The long answer is that I love being in the moment, in the landscape. All of these are elements inspire my work: the feel of the humidity in the air, the sounds of hawks and swallows, the scent of the pine trees or the dried grasses. So often our days are taken over by our electronic devices and our automobiles, we forget to look around us. I love immersing myself in the day and trying to portray it with paint.
One of my favorite science fiction short stories (this really is related!) is called “The Light of Other Days,” written in 1966 by Bob Shaw. The device in the story was what the author called “slow glass”: a special glass that allowed light to pass through it only very slowly, so that the viewer looking through the glass would see what had happened years before. The story involves a couple shopping for a piece of slow glass to hang in their living room, a kind of moving painting of the mountains through the seasons. (In reality nowadays, I’ve seen HD TVs at hotels do something similar: but they’re displaying videotaped scenes of island paradises or mountain snowfall. Not quite the same.)

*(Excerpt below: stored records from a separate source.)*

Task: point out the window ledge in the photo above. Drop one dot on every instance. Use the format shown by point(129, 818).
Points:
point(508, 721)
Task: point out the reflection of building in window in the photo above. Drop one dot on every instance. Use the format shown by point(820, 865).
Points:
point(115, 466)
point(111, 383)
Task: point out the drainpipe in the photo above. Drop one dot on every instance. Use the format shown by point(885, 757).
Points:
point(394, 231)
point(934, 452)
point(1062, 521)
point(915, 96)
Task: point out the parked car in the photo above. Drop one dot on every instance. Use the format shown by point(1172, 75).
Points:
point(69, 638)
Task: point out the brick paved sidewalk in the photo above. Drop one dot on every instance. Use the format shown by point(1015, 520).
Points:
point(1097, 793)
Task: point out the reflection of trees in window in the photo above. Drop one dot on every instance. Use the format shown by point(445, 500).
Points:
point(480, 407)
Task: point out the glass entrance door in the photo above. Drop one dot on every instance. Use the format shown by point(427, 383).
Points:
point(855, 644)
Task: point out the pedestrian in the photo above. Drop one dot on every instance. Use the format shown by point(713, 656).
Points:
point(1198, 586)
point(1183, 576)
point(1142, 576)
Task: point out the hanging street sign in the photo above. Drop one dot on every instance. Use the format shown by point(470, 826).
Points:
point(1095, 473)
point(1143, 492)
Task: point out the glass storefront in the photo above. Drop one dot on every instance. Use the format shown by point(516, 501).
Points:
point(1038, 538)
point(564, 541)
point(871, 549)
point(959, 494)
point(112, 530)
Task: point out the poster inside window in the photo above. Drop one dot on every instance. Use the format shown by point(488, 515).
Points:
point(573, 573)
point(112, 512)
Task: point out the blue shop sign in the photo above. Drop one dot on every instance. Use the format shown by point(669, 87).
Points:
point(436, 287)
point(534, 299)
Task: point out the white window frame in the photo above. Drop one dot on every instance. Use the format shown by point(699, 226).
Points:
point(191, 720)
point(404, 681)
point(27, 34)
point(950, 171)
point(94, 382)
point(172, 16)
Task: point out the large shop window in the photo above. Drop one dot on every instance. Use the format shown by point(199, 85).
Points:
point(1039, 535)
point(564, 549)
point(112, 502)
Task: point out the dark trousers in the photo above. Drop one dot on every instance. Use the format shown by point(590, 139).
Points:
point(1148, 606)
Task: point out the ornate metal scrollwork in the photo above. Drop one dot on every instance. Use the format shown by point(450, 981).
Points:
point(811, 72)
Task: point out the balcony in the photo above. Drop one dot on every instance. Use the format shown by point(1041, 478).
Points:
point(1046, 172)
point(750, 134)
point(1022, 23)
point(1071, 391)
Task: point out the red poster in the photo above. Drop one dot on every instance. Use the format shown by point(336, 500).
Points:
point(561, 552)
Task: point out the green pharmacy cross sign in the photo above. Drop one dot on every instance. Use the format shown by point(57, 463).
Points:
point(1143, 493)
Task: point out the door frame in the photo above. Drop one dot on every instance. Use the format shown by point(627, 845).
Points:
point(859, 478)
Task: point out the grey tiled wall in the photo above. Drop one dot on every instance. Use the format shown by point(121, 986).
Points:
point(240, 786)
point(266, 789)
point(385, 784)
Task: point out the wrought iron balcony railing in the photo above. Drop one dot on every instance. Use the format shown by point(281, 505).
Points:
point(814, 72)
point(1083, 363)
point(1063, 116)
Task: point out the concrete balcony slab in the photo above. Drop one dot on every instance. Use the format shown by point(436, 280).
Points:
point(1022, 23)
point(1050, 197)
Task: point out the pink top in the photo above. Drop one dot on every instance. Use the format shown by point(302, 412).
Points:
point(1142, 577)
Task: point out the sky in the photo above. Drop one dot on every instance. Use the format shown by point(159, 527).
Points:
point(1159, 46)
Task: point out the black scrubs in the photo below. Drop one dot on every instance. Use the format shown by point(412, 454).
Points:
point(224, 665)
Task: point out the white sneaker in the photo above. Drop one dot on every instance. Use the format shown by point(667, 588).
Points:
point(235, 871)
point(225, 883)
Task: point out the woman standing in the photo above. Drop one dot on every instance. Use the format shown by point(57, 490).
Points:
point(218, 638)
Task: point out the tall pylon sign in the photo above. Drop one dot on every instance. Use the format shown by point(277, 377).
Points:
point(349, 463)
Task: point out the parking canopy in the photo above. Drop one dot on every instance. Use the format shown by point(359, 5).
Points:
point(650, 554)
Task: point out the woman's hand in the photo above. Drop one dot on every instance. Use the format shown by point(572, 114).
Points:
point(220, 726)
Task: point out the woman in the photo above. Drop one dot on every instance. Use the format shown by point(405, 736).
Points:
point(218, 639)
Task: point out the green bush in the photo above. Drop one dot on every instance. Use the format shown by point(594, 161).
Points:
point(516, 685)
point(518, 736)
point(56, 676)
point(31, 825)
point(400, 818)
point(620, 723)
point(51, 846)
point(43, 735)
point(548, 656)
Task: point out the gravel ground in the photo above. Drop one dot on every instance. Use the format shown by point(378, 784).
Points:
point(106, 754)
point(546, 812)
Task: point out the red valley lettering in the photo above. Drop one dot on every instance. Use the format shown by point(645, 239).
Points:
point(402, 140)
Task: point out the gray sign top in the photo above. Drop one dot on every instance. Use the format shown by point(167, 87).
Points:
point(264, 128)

Well, I’ve always wanted my paintings to be a kind of slow glass: I want them to portray a morning, or an afternoon, and give the viewer the echo of actually being there. That humidity I spoke of, or the scent of the pines, or the heat, or the sound of the surf. That feel of a place is much harder to capture than even the fleeting colors of the shadows, and I don’t succeed every time. But that’s what inspires me, and that’s what I’m striving for.
What do you look for in a landscape painting? If you’re a painter, what inspires you?